Thursday, January 31, 2013

Urban Movement

I moved (already). As much as I loved living with my host family, it’s cheaper to live on my own, and it allows me to live at my own pace. I now live about 8 blocks north of Lucky and Jose, in a house that I share with 5 other Safe Passage volunteers and 2 other gringos who work/study in Antigua.



To clarify, as I might have omitted this before, I live in Antigua, but my organization works in Guatemala City. Antigua is smaller, safer, and more foreigner-friendly than the City. Its cobblestone streets are lined with colorfully painted one- to two-story buildings, along with ruins galore; the vacant remains of 17th-ish century churches speckle the map. The tiny, one-block park is the center of town, the hub of its charm.

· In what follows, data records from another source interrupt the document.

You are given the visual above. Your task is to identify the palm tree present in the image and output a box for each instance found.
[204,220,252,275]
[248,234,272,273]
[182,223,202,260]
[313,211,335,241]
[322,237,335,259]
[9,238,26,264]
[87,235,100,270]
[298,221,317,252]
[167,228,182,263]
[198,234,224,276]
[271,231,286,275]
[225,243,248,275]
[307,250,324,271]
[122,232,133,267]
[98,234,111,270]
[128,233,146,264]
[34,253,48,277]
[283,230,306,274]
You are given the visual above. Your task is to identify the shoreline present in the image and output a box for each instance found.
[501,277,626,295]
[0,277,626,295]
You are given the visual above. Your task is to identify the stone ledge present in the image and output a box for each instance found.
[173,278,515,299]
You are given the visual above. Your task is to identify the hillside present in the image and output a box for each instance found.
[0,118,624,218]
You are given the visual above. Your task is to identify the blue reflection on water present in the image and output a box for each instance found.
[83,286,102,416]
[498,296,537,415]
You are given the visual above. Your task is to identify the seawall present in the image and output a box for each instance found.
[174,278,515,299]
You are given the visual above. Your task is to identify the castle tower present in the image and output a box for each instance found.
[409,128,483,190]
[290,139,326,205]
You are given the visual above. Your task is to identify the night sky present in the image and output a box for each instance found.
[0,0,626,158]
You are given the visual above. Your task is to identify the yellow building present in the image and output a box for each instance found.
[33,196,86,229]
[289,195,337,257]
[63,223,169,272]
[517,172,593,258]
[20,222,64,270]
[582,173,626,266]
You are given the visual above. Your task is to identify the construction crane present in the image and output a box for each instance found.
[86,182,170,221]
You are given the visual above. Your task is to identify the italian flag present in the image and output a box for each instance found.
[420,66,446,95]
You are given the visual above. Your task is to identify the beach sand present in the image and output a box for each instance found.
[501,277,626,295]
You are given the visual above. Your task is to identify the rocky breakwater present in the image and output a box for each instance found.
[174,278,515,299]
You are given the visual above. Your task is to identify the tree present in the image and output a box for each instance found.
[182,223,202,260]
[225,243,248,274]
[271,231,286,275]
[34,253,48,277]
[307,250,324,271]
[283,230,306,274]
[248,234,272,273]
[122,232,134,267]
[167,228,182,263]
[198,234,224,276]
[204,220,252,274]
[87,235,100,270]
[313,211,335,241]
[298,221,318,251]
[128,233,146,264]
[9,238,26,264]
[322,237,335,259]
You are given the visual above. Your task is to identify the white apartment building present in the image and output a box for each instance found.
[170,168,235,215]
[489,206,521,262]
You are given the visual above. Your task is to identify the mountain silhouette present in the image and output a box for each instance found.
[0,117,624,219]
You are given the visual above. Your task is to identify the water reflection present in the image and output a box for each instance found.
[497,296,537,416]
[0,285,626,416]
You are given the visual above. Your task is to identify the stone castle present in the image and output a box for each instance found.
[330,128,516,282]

The Cerro de la Cruz (Hill of the Cross) marks the north, and Volcano Agua dominates the skyline to the south. Every afternoon, the market on the west side booms with cheap produce. Avocados grow rampant here, and native Antiguans are known as “Panzaverdes” or “Green-bellies” for their avocado-heavy diets.

Antigua attracts heaps of international ex-pats, as well as wealthy Guatemala City residents, who saturate the streets on weekends. There are spas, language schools, and gourmet restaurants. I've seen menu items here I never dreamed would have reached Central America – gnocchi, crepes, bagels and lox, a bottomless mimosa brunch?? Even in St. Louis those are hard to come by. Thank you, tourism industry.

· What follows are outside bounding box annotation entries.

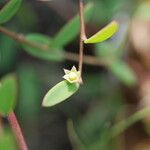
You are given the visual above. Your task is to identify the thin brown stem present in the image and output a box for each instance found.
[65,52,109,66]
[8,112,28,150]
[78,0,86,77]
[0,26,108,66]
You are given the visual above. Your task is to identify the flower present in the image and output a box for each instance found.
[63,66,81,83]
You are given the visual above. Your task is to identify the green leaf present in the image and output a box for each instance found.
[84,21,118,44]
[0,129,17,150]
[52,3,94,47]
[23,34,63,61]
[0,75,17,116]
[108,60,136,85]
[0,0,22,24]
[42,80,79,107]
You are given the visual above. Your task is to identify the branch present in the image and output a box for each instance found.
[8,112,28,150]
[0,26,108,66]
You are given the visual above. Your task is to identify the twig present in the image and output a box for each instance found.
[78,0,86,80]
[8,112,28,150]
[65,52,110,66]
[0,26,108,66]
[0,115,3,135]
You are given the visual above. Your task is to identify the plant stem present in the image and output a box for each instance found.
[8,112,28,150]
[0,115,3,135]
[78,0,86,80]
[0,26,109,66]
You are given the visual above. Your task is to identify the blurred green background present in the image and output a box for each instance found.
[0,0,150,150]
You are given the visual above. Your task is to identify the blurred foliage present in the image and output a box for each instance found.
[0,75,17,116]
[0,0,150,150]
[0,129,17,150]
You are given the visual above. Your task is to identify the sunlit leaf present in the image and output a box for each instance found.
[51,3,93,47]
[84,21,118,44]
[42,80,79,107]
[23,34,63,61]
[0,0,22,24]
[0,75,17,115]
[108,60,136,85]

By contrast, I spend most of my days in Guatemala City’s Zone 3, a place adamantly avoided by tourists and Guatemalans alike. The primary features of Zone 3 are the General Cemetery and the Basurero (Garbage Dump). Before I get off the bus, I can usually smell it – the putrid scent of rotting… everything. Vultures swoop overhead. Above dirt-caked asphalt, dusty tennis shoes hang from electric lines by the dozens. Makeshift tin and/or grey concrete homes fill every square foot available.

The communities surrounding the dump arose during Guatemala’s Civil War. Their story echoes many around the world: Circa the 1970’s and 80’s, state military and guerrilla forces pursued each other in a battle for control of territory/resources. Rural communities got swept up in the violence. People witnessed violent atrocities. They saw their innocent neighbors, friends, family members murdered. Tortured. Massacred. People ran. They ran to the capitol, and they survived, settling in the least desirable sections of the city.

In Guatemala City’s garbage dump, the children and grandchildren of the war’s internal refugees continue to fight for survival. Many make a living digging, waste-deep, through the trash, salvaging and re-selling anything of value that they can find. Many more operate as middle men, buying salvaged materials from the dump and refurbishing them for sale to manufacturers. Very few remember, nor do they hope for, a life beyond Zone 3.

I often reflect on the terrible synchronicity of it all. The people whom those in power considered trash now live in trash. In the land society has designated to bury its dead, reside those who are dead to society. And in the ravines of this land, day after day, these people bury themselves in waste and decay, in order to live on that which has been left for dead, forgotten. As they themselves seem to be.

The idea of our work at Safe Passage is to break the cycle of working in the dump, to empower our students to move UP. If a young person achieves a high enough level of education, s/he may get hired in a formal capacity. If the mothers of our students can learn a new trade through our social entrepreneurship programs, they can make more money and save for their families in ways that were never before possible. If the fathers can advance their own education in adult literacy classes, perhaps they can use what they’ve learned to take on a new level of employment. The smallest increments of progress make an indefinable difference.

All in all, there’s a lot going on, and a lot to take in. But there are some really wonderful movements to be a part of.